Following a two-hour scrimmage disguised as a spring game, preceded by roughly a dozen practices, Idaho senior offensive lineman Noah Johnson looked like he wanted to go out and move some more defensive people.
“I can’t wait for the season, honestly,” said Johnson, a guard who was named third-team All-American last year by HERO Sports, said after Friday night’s Silver & Gold Game at the Kibbie Dome in Moscow. “It sucks that it’s so far away. We’re definitely trying to improve on last year. Last year, we didn’t do as well as we thought we were going to do. This year, we definitely want to do a lot better.”
BUT WILL they?
Last year the Vandals were picked to contend for the Big Sky Conference title, or at least a berth in the FCS playoffs, in their return to the conference after spending the last 22 seasons in the FBS.
But Idaho finished just 4-7, and 3-5 in the Big Sky. In particular, teams with playmakers on offense gave the Vandals fits on defense. That can’t happen this year if Idaho hopes to contend as, while the Sun Belt was more of a ground-and-pound league, the Big Sky is more of a league with players who can create in space.
“We’ve just got to make plays,” Idaho sophomore linebacker Tre Walker said. “We had the game schemes for it, we were in the right positions, we’ve just got to make plays. I definitely feel like we’ll be making those plays now.”
That remains to be seen. It was hard to tell at the spring game, as it pitted starters vs. reserves, so naturally the team with the starters was going to shine.
WHEN PAUL Petrino took over as Vandals coach in December 2012, one of his favorite phrases was “Feed the studs;” meaning, get the ball to your playmakers.
This year, two of those include Jeff Cotton, a senior wide receiver, and redshirt sophomore Cutrell Haywood, who was moved from outside to inside receiver this year.
Cotton, in particular, showed signs of being a big-play guy last year, his first in Moscow after two seasons in junior college. He had 49 receptions for 656 yards and a team-high seven touchdowns.
“When I think back (to last season), when I got the ball in my hands, I felt rushed, like I had to make a move right away,” Cotton said. “This year, just having a year of experience in the Big Sky, and D-I football, I feel more confident and just more relaxed on the field.”
OFFENSIVE LINEMEN usually aren’t noticed unless they get beat for a tackle or a sack, or they’re whistled for a penalty.
Vandal players and coaches alike say this year’s O-line is more experienced and deeper, which should help the offense.

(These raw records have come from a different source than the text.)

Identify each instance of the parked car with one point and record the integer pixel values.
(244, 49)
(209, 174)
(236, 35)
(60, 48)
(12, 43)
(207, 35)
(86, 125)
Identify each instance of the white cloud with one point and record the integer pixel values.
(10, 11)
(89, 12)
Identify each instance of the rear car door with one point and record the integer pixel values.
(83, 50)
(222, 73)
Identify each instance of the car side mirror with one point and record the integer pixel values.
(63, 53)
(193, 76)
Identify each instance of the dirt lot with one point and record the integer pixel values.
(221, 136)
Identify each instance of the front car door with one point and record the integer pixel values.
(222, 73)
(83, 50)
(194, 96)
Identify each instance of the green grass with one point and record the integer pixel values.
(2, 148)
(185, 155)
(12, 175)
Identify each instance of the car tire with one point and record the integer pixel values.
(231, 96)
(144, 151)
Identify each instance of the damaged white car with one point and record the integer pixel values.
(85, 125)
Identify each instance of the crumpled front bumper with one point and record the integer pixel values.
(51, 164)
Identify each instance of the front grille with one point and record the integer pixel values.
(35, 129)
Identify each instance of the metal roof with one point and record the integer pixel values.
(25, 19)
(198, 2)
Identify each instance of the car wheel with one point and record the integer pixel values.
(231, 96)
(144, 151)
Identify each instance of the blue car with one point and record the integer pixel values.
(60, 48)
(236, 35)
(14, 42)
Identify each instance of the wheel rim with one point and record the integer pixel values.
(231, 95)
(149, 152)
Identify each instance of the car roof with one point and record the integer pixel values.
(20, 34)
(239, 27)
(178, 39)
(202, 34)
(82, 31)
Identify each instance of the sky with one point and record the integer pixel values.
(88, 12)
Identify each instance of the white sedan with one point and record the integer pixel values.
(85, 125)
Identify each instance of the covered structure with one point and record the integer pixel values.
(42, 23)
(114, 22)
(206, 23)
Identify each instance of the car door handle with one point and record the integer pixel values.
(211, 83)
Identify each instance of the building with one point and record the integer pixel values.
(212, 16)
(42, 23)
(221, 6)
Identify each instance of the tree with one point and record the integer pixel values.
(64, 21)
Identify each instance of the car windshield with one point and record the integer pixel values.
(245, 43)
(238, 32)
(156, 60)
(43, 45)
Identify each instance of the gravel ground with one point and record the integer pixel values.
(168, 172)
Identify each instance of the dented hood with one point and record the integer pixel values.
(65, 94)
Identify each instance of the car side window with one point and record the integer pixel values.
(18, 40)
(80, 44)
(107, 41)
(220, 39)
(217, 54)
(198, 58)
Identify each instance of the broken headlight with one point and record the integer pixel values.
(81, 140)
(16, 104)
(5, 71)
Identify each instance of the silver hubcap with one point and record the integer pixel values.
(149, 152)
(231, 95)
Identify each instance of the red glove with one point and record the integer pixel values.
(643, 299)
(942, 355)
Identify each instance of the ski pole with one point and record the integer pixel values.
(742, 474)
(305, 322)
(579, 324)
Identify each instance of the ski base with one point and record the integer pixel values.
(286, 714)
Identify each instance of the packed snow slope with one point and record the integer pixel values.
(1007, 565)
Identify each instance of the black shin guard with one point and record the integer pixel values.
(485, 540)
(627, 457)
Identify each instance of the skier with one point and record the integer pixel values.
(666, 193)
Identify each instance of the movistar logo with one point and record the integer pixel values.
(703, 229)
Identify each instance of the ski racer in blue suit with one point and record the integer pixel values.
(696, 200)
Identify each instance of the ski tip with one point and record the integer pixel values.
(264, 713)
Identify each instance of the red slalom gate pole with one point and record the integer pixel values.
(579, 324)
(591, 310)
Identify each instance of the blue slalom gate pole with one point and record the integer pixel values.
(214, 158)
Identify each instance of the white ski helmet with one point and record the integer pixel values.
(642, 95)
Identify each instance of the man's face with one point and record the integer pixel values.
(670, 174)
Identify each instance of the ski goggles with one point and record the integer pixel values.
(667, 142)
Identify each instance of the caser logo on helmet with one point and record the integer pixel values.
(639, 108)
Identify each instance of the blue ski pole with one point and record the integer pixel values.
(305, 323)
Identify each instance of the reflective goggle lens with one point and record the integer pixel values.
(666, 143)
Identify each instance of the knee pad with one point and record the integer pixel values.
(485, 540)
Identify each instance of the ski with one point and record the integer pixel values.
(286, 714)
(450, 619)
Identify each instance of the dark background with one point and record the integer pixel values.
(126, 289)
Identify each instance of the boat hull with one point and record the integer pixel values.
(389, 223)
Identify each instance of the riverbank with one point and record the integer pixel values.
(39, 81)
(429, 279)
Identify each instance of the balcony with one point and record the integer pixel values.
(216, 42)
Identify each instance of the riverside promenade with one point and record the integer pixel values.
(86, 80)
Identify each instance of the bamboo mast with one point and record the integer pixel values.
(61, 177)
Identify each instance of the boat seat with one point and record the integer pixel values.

“The offensive line is doing great, giving the quarterback time to actually get us the ball,” Haywood said. “We can make moves at the top of our routes to get open so they can get us the ball, either in the first or second window.”
“It’s a lot faster pace in the Big Sky,” Idaho redshirt sophomore running back Roshaun Johnson said. “All the linebackers, they flow really fast, and they flow hard. Just being able to run behind those guys (on the O-line), and being able to climb to the second level, third level, is going to be really key this year.”
JUST DON’T ask about the quarterback situation.
Well, you can ask, but Petrino’s standard response is, “We’ve got to get them all ready.”
Senior Mason Petrino, Paul’s son, started the last 10 games last season. He can throw it a bit and run it a bit, and he has the smarts you would expect from a coach’s son.
Junior Colton Richardson, the former Lewiston High star who started the season opener, has the strongest arm, but has been slowed by injuries.
Redshirt freshman Nikhil Nayar can run it a bit and throw it a bit.
So that much we know so far. The x-factors are the junior college guys coming in this fall, and the returning players who were held out or limited in spring ball due to injuries.
If Idaho can be a little more explosive on offense, and if the Vandals can figure out how to slow down the explosive offenses in the Big Sky, they could be right in the mix for a conference title and/or a playoff berth.
Those are big “ifs.”
What wasn’t an “if” was the emotion the Vandals showed at halftime of the spring game, when they honored former player Collin Sather, from West Valley High, who was diagnosed with advanced renal cancer in January, and died a few weeks later, in late February.
Paul Petrino, who generally doesn’t show much emotion (unless he’s upset over something), got a little choked up after the scrimmage, talking about Sather.
“It’s just super sad, and hard, but what a great family, and what a great young man he was,” said Petrino, who presented two of Collin’s jerseys to his parents at halftime Friday night. “It was great to have everybody here to honor him, because he was such a special person.”